Redaktor Gromadzki spytał byłego senatora o wydarzenia w Pucku.
– Nie jest to najlepsza legitymacja moralna naszego świata politycznego. To również dowód, że podziały, sprzeczności powiększają się, zamiast się zmniejszać, w mairę jak Polska się „starzeje”, gdy od tylu już lat istnieje jako wolny kraj, także dzięki działaniu sił solidarnościowych- powiedział rozmówca Telewizji Republika.
– Przypominam, że niektóre partie wciąż powołują się na rodowód solidarnościowy. A przypomnę, że to etyka wyznaczała tożsamość tego pokolenia. Komunistyczne władze walczyły nie tylko z nałogami, ale i z prawością. Odrzuciliśmy tę czerwoną rdzę, która spowijała nas w czasach PRL, chcieliśmy być lepsi, też moralnie lepsi. Unikaliśmy przy tym ekscesów, które również się zdarzały, ale nie były dominujące- dodał Rulewski.
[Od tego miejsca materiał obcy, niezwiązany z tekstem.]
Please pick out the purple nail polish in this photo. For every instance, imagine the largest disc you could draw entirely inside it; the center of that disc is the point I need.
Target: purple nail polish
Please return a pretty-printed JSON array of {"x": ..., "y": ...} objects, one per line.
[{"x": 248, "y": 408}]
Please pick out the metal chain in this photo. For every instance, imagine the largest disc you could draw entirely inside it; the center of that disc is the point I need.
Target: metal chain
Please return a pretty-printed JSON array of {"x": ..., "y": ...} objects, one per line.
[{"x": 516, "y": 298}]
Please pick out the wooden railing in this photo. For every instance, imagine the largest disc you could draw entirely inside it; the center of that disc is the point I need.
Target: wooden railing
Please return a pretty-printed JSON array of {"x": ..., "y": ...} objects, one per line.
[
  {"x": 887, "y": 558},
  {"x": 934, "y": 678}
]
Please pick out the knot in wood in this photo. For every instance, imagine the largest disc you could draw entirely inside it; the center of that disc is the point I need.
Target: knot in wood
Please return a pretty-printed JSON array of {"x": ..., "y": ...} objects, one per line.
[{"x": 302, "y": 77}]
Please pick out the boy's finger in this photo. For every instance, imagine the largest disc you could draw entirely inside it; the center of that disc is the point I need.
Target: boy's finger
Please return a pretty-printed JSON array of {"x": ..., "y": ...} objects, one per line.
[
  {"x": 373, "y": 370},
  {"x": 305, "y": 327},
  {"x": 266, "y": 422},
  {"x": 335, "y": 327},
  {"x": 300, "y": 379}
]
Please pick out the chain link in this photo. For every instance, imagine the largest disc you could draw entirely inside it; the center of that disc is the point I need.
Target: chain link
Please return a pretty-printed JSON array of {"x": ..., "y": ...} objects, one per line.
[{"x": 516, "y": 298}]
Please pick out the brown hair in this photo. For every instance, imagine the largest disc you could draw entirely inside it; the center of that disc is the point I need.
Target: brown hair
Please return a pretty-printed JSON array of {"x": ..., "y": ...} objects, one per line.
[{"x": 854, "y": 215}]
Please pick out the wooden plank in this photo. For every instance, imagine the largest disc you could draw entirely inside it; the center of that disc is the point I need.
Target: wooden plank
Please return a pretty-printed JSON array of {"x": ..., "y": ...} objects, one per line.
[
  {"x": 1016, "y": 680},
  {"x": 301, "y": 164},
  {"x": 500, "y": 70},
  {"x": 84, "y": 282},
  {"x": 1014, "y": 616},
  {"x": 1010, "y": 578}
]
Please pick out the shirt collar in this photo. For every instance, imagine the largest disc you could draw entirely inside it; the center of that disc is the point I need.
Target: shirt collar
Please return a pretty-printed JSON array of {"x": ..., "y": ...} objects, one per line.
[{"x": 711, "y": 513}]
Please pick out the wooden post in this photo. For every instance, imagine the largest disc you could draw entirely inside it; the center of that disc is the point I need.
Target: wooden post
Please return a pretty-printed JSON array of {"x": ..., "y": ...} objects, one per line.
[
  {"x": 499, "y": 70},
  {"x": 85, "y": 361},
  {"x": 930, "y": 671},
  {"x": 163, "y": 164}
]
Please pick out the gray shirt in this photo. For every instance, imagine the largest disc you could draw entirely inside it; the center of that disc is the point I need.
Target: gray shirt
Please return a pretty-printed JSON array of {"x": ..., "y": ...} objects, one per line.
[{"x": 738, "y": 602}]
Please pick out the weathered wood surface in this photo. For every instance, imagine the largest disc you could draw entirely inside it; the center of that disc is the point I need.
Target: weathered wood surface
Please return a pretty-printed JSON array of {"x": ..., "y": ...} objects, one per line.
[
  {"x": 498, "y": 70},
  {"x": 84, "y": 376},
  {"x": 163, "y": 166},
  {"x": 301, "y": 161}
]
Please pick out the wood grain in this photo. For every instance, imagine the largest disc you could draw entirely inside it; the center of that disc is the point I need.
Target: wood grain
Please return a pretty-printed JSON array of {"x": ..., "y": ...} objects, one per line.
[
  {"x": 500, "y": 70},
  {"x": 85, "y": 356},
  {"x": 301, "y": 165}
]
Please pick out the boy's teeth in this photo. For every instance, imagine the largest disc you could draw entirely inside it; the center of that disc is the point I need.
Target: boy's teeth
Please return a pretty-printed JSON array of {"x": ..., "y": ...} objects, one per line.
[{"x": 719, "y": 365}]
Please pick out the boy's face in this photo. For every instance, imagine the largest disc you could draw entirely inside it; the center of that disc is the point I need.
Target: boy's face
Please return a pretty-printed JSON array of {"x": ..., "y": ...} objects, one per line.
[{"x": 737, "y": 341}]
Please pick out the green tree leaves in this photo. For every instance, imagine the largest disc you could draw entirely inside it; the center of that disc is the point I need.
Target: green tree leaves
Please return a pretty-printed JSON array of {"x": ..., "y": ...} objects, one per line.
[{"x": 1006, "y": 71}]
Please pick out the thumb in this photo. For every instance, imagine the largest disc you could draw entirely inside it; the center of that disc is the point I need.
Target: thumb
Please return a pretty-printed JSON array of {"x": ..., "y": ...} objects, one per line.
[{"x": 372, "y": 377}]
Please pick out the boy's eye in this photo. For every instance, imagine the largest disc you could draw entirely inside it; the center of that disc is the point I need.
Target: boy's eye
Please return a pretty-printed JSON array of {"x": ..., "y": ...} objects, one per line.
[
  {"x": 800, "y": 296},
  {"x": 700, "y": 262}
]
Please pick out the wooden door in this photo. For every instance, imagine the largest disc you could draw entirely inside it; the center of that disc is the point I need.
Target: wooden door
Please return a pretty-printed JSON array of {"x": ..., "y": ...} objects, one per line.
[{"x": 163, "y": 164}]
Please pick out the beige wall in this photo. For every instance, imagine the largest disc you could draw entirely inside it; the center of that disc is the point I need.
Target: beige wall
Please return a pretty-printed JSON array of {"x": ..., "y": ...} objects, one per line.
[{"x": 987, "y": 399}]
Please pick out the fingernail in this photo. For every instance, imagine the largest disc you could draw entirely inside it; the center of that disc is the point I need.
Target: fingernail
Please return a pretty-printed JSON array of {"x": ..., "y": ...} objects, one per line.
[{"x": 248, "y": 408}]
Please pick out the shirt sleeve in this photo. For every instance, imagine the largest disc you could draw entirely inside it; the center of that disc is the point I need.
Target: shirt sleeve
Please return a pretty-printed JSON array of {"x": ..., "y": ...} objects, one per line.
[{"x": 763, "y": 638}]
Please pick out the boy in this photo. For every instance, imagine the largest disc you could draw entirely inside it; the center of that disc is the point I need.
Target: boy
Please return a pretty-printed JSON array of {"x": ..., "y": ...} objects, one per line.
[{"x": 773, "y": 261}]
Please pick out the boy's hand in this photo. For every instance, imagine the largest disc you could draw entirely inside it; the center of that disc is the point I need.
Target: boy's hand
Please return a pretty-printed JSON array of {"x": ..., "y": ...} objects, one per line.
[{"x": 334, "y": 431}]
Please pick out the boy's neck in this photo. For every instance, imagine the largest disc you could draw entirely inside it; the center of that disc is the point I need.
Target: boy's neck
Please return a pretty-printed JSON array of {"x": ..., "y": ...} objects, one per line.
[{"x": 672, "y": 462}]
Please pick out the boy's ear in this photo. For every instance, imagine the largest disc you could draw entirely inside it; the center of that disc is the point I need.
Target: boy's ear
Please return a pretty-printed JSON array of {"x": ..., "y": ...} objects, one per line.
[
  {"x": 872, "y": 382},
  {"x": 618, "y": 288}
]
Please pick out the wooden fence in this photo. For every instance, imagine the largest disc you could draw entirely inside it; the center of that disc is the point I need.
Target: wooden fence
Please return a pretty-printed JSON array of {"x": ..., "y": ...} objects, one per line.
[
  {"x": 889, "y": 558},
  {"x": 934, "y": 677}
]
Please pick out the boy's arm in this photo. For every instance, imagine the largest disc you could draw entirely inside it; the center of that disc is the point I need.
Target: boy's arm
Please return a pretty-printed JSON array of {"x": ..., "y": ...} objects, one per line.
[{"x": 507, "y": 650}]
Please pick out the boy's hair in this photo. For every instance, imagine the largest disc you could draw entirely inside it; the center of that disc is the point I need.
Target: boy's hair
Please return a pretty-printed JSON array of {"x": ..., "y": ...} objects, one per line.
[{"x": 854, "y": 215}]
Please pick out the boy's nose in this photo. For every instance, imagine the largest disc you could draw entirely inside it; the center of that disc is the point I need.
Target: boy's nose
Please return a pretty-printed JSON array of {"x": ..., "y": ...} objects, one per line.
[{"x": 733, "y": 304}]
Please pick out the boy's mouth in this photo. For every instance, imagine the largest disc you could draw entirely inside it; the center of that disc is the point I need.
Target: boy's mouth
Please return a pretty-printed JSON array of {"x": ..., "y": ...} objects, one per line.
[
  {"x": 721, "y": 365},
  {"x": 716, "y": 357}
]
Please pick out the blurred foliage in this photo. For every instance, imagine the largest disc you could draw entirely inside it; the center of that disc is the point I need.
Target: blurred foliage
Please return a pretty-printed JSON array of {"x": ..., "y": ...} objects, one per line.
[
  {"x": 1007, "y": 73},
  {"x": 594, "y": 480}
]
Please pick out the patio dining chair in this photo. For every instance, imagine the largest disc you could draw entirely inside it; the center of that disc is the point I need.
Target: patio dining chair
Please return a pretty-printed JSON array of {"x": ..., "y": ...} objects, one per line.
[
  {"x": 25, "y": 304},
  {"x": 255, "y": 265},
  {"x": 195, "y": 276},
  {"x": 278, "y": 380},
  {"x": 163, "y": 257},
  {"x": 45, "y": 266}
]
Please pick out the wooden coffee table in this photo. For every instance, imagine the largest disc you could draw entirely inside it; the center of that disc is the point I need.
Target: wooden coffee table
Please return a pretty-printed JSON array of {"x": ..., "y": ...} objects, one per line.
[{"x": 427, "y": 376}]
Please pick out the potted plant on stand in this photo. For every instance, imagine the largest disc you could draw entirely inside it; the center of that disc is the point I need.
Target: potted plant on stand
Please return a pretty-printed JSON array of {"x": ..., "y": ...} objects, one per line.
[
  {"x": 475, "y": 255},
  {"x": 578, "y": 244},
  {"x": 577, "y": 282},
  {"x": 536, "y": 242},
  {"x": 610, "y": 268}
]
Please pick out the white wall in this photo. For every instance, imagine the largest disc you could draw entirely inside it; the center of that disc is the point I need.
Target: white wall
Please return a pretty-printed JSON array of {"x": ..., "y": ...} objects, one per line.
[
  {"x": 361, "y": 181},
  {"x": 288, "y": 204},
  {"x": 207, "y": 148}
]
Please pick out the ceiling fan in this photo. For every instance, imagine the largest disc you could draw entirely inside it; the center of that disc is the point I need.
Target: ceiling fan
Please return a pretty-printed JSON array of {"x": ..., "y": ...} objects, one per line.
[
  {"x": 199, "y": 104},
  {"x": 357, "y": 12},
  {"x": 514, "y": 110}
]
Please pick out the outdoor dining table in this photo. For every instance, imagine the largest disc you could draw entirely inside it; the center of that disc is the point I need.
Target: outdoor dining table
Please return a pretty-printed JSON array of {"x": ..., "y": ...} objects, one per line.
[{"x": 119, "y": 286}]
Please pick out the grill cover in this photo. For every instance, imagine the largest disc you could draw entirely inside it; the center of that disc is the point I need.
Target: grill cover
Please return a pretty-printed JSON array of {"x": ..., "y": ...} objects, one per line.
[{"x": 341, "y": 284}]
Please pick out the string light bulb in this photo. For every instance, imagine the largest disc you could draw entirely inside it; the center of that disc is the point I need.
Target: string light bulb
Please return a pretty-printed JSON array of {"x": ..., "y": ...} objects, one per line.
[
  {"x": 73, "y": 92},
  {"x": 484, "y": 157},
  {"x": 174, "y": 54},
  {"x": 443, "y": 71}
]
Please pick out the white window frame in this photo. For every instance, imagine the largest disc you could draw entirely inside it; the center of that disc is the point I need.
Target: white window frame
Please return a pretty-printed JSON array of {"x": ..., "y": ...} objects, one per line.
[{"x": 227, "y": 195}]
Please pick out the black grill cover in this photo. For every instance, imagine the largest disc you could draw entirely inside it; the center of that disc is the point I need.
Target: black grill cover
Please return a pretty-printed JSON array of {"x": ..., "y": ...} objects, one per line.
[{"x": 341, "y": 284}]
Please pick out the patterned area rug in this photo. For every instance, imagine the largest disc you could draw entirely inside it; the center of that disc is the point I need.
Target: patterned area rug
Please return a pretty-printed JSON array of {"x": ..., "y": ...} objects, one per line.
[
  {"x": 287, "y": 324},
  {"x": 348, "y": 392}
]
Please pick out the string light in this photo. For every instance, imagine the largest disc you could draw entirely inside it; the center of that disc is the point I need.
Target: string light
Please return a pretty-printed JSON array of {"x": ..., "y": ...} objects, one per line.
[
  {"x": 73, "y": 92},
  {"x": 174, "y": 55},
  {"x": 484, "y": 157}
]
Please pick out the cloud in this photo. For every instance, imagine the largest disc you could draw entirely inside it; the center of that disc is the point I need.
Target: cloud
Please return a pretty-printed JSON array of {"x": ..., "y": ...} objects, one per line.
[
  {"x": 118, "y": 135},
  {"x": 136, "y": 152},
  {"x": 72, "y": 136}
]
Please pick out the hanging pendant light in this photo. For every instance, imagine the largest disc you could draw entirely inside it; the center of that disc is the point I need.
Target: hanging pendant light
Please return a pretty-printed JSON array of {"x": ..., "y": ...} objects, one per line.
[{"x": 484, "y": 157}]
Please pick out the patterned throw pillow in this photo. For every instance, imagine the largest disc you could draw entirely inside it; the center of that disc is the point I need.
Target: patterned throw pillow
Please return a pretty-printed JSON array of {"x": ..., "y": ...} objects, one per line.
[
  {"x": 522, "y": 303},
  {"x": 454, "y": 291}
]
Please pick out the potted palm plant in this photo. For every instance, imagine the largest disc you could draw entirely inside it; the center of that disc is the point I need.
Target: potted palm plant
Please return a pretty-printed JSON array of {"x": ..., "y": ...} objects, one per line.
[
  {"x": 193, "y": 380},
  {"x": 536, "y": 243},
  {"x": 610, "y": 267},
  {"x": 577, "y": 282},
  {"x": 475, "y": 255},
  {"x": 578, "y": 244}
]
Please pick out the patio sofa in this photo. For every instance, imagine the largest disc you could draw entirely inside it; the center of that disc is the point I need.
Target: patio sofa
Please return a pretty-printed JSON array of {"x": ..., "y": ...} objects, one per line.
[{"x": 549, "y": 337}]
– Wówczas, choć nie uznawaliśmy władzy, to jednak ją szanowaliśmy. Podpisaliśmy Porozumienia Sierpniowe i prowadziliśmy z tą władzą negocjację-zwrócił uwagę działacz „Solidarności”.
– W pojeździe zwanym „Polska” wyłączyliśmy hamulce. Wolność na to pozwala. Ale płaci się za to tym, że uderza się czasem w drzewo, a przede wszystkim nie ma z tego żadnej satysfakcji. Radziłbym przeciwnikom prezydenta Andrzeja Dudy, którego zwolennikiem też nie jestem, żeby szukali bardziej argumentów- podkreślił.
Ryszard Gromadzki zapytał swojego gościa również o obecną postawę opozycji, która coraz częściej przenosi swój spór z rządem na arenę międzynarodową- tym razem w kwestii praworządności.
– Jest pewna bezradność, ale też jest opozycja blokowana. Jak gdyby koalicja rządząca uruchomiła taki wygodny azyl do atakowania rzadu. A przecież koalicja prawicowa osiągnęła parę sukcesów, dużych i znaczących: od gospodarczych, po reformatorskie, z wyłączeniem może dwóch spraw. Od gospodarczych, po reformatorskie, z wyłączeniem może dwóch spraw: praworządności i dość „jaskrawej” polityki kadrowej- ocenił Rulewski.
W kontekście praworządności dziennikarz zapytał rozmówcę także o zachowania niektórych sędziów i prawników, np. sędziego Juszczyszyna czy mecenasa Giertycha.
– To prawda, że opozycja usiłuje wobec sukcesów PiS-u w gospodarce, zagadnieniach reformatorskich, modernizacji państwa, inwestycji, załapać się pod ten dzwonek, który pozostał jej do dzwonienia. I tu rząd – nie ukrywam – prowokuje-stwierdził były polityk.
– Moim zdaniem rząd nie ma klarownej inicjatywy w zakresie usprawnienia tego procesu i w ten sposób opozycja zyskuje swoich zwolenników- ocenił.